In the fantasy novel, The Name of the Wind by Patrick Rothfuss, the narrator, Kvoth, is a storyteller. He tells a story of a mythic hero, Taborlin The Great. Taborlin is held is a prison made inescapable by magic. Though, he wouldn’t be call Great, if he didn’t escape. How he did it was by calling the name of the stone and it fell away. He named the “thing” blocking his path and it no longer stood in his way.
“When he awoke, Taborlin The Great found himself locked in a high tower. They had taken his sword and stripped him of his tools: key, coin and candle were all gone….
“Now Taborlin needed to escape but when he looked around, he saw his cell had no door. No windows. All around him was nothing but smooth, hard stone. It was a cell no man had ever escaped.

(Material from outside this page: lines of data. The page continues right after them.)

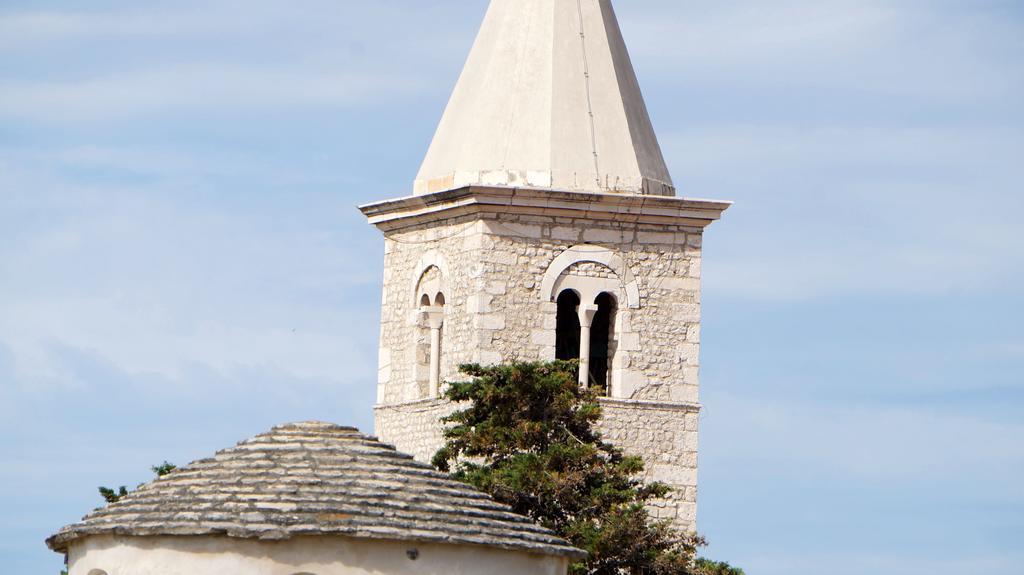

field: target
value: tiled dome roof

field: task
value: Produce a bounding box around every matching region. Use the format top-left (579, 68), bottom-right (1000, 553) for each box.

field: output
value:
top-left (46, 423), bottom-right (583, 557)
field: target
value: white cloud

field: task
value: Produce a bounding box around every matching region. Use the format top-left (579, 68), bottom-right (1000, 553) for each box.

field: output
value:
top-left (663, 125), bottom-right (1024, 300)
top-left (0, 64), bottom-right (422, 123)
top-left (703, 393), bottom-right (1024, 491)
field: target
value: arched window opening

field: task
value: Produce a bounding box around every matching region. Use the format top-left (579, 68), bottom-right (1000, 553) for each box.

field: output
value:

“But Taborlin knew the names of all things, and so all things were his to command. He said to the stone: ‘Break!’ and the stone broke. The wall tore like a piece of paper, and through that hole Taborlin could see the sky and breathe the sweet spring air. He stepped to the edge, looked down, and without a second thought, he stepped out into the open air…
“So Taborlin fell, but he did not despair. For he knew the name of the wind and so the wind obeyed him. He spoke to the wind and it cradled and caressed him. It bore him to the ground as gently as a puff of thistledown and set him on his feet softly as a mother’s kiss.” (The Name of the Wind)
Back to my comfort zone…
Consider what it would feel like to name the pain or fear that is keeping us locked in our comfort zone. The unknown becomes the known. And the known can be made to fall away, or solved for, or made small and ignored.
Is our greatness waiting outside our prison? In time, they may tell stories of us too.